Description
Current behavior:
Recently, I have been working on evaluating essential genes. I've found that there are issues with the current evaluation workflow (also in auto-tasks in github) in estimateEssentialGenes
.
ihuman = readYAMLmodel('model/Human-GEM.yml');
taskStruct = parseTaskList('data/metabolicTasks/metabolicTasks_Essential.txt');
[eGenes, INIT_output] = estimateEssentialGenes(ihuman, 'Hart2015_RNAseq.txt', taskStruct);
results = evaluateHart2015Essentiality(eGenes);
I found that the output context-specific models were very strange, with only a small amount of content as you can see below.
cell_type | DLD1 | GBM | HCT116 | HELA | RPE1 |
---|---|---|---|---|---|
genes | 475 | 475 | 475 | 475 | 475 |
rxns | 250 | 250 | 250 | 250 | 250 |
mets | 339 | 339 | 339 | 339 | 339 |
Further investigation revealed that the reason for this result is due to the fourth parameter useGeneSymbol
of the estimateEssentialGenes
function defaulting as true
, which then converts the genes in the template model into geneSymbol
format.

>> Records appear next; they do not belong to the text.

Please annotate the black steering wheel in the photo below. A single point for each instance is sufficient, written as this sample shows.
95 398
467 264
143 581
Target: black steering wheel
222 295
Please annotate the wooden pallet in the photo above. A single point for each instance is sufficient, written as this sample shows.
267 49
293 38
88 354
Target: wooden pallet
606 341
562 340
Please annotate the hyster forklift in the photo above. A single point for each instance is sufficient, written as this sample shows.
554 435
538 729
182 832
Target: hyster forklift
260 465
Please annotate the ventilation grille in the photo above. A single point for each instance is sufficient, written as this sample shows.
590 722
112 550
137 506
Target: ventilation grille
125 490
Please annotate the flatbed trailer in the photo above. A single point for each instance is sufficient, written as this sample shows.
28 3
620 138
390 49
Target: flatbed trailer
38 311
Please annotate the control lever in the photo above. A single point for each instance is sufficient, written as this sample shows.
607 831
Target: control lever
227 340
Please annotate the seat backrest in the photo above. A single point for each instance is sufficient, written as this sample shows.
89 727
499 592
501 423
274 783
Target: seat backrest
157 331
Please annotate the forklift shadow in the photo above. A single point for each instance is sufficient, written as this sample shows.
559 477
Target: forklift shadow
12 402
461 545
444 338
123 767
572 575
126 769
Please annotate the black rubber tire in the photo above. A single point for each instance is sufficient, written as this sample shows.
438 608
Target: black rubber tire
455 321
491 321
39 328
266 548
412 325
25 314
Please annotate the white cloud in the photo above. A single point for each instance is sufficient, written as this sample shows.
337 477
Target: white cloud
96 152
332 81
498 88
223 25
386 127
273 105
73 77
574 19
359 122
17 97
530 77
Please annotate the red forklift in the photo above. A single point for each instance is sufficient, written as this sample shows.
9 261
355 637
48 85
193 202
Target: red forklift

However, in reality, the genes in the Hart2015_RNAseq.txt
data are in the 'ENSG0000' format, leading to no gene matches and thus no gene expression being detected by default.
So, I manually tried changing the fourth parameter to false, and while the content of the resulting model was much more normal.
cell_type | DLD1 | GBM | HCT116 | HELA | RPE1 |
---|---|---|---|---|---|
genes | 1734 | 1731 | 1772 | 1743 | 1669 |
rxns | 6870 | 6265 | 6888 | 6902 | 6097 |
mets | 5680 | 4986 | 5649 | 5665 | 4845 |
However, the result of essential gene evaluation turned out to be all zeros because the genes in in Hart2015_TableS2.xlsx
(Experimental result) are geneSymbol
format. So, I believe that after the model is generated, all genes in the model (include template model) need to be converted into GeneSymbol
format before performing the essential gene evaluation.